Another quick update on the development of the OISF engine. Overall development is going great. Basics like signature keywords, stream reassembly, ip defragmentation are nearing completion. Unified1 + barnyard was already working for quite some time, but now we also have unified2 compatible output. I’ve tested this to work with barnyard2 and Sguil which works nicely.

We have the first versions of our new YAML based configuration format checked in, a brand new logging API, midstream pickup support in our Stream engine, native PFRING support and many other additions.

Next up in development is IP reputation support in the engine, support for advanced vars and more L7 modules.

The IP reputation is one of the things we have high expectation about. In working group discussions we defined 16 categories for which to keep reputation, for example: spammer, cnc, p2p, etc. We’re currently designing the datatypes for holding as much of this info in memory as possible.

The advanced vars is the idea of applying ModSecurity’s var collections to our engine. They will be like Snort’s flowbits, but then more advanced. At least 2 more types will be supported: integers and raw buffers. Integers should enable signatures to modify counters, but also compare various counters with each other.

In the L7 modules development we’re putting a big focus on HTTP (more on that later). We’re also currently working on a DCE/RPC decoder. For this work we hired Kirby Kuehl from Breaking Point. The L7 framework I’m still working on should make development of modules for new protocols fairly straightforward.

We expect to announce the name and mascot of our engine soon. Also our bylaws should also finally been done almost now, just as the consortium license. Once thats all into place, we expect to open up our code to the public quite soon. Exciting times!

OISF engine development update

The last month has been crazy busy. Development of the engine is progressing nicely. My own role has been assigning tasks to our coders, guiding them, reviewing their work, integrating it and of course write code. We currently have nine people coding, not all full time though, and are still looking for more coders.

Progress has been made on a number of things: we have many more decoders, threading updates, a stats subsystem, stream tracking and reassembly, a L7 protocol parser framework and many more unittests. We’re working on OpenCL hardware accelaration, although we’re running into driver issues, so that may take some time before it’s usable.

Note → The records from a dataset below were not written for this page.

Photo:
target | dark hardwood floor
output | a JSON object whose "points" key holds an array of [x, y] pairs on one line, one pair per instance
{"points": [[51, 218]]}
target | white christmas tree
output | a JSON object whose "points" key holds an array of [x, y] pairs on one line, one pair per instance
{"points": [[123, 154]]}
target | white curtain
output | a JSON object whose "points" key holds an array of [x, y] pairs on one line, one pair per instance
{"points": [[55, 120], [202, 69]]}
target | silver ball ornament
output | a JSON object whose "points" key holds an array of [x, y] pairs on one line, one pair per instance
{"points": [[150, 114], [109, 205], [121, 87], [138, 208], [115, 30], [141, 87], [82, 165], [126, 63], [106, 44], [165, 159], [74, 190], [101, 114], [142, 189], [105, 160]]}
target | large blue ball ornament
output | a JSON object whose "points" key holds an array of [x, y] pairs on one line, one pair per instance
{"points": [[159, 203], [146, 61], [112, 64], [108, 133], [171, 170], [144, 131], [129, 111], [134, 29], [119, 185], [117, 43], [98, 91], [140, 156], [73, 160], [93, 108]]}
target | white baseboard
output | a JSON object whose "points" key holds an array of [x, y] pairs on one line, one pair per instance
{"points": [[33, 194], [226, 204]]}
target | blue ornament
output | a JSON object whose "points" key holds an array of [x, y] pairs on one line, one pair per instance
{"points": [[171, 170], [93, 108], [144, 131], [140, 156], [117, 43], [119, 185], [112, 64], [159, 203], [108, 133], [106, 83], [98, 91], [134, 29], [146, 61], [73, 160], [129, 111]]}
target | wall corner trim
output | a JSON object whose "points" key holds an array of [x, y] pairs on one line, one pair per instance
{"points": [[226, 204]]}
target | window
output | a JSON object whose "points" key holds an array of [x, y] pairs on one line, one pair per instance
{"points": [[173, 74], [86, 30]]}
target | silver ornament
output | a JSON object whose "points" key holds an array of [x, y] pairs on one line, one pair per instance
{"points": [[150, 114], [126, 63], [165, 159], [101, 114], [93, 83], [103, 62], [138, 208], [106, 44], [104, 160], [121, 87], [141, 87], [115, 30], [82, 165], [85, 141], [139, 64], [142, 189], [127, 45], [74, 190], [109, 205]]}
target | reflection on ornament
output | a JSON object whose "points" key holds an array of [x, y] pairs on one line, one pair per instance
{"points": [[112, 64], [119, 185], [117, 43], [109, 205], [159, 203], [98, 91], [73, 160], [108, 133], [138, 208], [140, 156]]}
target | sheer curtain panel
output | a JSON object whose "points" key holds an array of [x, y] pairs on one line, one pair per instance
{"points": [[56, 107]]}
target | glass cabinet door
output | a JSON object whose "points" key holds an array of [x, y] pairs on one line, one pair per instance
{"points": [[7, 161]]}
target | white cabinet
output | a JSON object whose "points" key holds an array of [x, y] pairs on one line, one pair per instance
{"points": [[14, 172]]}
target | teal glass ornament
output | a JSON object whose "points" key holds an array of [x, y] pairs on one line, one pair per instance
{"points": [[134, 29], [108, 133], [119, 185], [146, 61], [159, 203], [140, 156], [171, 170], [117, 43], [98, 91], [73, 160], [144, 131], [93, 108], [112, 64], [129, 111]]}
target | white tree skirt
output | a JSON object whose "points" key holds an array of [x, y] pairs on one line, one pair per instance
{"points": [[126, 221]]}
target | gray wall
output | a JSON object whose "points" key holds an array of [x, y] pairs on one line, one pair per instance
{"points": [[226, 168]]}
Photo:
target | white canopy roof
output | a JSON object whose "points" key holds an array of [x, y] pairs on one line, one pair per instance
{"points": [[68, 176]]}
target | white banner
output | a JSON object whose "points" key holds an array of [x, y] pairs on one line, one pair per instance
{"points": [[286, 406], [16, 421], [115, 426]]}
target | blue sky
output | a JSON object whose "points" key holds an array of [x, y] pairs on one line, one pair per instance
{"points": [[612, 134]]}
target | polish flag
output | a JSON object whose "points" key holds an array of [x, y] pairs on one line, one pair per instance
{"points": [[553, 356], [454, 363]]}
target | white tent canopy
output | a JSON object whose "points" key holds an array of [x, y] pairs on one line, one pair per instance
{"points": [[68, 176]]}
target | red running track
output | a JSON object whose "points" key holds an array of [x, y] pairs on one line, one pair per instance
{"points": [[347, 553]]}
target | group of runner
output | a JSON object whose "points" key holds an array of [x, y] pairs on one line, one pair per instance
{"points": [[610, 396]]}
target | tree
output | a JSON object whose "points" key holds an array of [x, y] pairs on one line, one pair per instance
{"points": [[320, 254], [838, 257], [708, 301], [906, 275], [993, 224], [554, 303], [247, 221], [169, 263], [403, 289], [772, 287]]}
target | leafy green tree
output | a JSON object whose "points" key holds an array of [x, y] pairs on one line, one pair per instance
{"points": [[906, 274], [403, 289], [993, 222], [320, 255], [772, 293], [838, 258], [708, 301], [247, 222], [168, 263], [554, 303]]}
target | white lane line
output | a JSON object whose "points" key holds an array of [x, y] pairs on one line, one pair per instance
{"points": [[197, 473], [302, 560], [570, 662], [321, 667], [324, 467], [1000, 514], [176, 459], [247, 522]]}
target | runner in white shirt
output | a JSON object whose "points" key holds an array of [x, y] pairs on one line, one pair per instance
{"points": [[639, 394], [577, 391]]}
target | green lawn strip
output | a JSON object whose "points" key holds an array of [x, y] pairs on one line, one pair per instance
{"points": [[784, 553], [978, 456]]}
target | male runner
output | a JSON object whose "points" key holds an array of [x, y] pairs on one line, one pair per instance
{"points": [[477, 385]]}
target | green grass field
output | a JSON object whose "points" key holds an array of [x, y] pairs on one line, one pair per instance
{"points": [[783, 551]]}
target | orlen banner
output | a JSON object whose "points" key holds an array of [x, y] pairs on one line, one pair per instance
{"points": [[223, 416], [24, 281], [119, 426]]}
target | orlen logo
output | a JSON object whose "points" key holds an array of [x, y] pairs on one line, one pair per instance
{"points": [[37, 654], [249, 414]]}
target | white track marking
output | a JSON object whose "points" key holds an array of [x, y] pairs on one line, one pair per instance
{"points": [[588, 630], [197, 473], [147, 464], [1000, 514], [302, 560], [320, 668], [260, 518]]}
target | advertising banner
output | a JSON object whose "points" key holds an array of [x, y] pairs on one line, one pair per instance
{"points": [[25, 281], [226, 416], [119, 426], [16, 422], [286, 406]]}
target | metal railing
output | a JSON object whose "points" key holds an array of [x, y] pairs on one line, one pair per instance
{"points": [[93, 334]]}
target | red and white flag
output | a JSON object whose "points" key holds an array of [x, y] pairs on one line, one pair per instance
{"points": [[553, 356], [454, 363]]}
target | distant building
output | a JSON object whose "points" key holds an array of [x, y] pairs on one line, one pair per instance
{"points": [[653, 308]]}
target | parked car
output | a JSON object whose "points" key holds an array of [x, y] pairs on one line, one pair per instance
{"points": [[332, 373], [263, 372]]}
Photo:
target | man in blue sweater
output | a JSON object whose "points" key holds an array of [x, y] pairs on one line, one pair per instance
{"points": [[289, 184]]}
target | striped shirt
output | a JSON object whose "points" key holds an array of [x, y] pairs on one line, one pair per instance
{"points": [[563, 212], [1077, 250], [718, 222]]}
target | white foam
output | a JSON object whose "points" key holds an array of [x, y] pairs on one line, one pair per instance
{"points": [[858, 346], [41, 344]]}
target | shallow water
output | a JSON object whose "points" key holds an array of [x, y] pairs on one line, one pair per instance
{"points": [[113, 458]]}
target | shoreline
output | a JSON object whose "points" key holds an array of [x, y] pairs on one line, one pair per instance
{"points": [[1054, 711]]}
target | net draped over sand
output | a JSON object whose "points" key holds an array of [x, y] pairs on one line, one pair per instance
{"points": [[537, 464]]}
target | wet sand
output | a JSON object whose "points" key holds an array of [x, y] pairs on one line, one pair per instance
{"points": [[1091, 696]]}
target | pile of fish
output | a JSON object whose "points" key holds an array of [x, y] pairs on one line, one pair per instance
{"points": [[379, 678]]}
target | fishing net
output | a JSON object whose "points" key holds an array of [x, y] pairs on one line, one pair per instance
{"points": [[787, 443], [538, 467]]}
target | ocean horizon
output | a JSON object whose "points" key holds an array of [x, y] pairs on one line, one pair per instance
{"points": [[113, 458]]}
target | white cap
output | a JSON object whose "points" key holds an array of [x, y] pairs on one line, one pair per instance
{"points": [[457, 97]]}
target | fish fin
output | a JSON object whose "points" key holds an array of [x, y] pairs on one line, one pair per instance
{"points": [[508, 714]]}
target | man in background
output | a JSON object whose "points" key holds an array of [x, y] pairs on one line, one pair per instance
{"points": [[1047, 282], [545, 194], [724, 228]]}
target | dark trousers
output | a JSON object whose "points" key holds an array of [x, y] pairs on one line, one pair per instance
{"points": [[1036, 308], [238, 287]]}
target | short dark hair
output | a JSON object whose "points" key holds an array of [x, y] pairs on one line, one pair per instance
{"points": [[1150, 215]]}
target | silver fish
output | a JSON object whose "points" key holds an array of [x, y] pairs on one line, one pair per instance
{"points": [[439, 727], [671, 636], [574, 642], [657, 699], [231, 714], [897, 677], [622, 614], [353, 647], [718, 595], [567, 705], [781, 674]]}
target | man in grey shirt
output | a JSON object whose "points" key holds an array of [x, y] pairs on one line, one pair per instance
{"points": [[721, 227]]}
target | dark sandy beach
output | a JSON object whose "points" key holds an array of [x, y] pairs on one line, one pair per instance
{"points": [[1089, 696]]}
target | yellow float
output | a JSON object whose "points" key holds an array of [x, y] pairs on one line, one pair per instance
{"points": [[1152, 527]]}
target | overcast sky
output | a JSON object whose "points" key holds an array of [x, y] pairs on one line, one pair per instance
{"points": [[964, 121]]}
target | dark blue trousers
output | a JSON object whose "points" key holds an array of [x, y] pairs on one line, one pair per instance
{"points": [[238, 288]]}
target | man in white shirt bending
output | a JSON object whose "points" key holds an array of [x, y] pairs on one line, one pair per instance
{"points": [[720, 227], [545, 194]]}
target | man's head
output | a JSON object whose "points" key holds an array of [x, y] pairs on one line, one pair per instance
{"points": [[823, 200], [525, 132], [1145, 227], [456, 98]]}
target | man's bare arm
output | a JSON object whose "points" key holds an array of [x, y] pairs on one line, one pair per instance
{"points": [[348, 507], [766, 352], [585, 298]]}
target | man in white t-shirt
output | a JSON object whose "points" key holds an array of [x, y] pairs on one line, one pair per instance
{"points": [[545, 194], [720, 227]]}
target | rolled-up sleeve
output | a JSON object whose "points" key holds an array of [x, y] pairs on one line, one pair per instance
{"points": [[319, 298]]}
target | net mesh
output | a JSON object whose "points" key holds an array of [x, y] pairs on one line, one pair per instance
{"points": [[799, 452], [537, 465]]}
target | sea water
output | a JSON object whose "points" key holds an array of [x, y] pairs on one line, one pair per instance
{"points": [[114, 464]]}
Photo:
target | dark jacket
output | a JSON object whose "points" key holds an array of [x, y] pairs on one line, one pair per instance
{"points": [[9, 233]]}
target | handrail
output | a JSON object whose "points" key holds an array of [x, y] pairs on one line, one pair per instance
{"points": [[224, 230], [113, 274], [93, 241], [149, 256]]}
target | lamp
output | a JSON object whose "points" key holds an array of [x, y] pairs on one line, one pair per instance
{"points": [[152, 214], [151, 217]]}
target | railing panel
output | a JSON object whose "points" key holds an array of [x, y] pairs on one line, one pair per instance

On the QA side Will Metcalf is busy setting up an automated test rig, doing daily tests runs of our unittests on various platforms and with different compiler settings and such. When that is done pcap based tests and live traffic testing is next.

We have set up a number of “working group” mailinglists that discuss different subjects such as a configuration language and a rule language. Most are still ongoing, however the configuration language discussion seems to have come to a conclusion.

For the configuration language the discussion has settled on using YAML, a structured but still nicely editable format. It has many language bindings, so I hope management tools will be built for it later.

Other discussions, such as about the ip reputation, are still ongoing. You are very welcome to share your ideas with the group.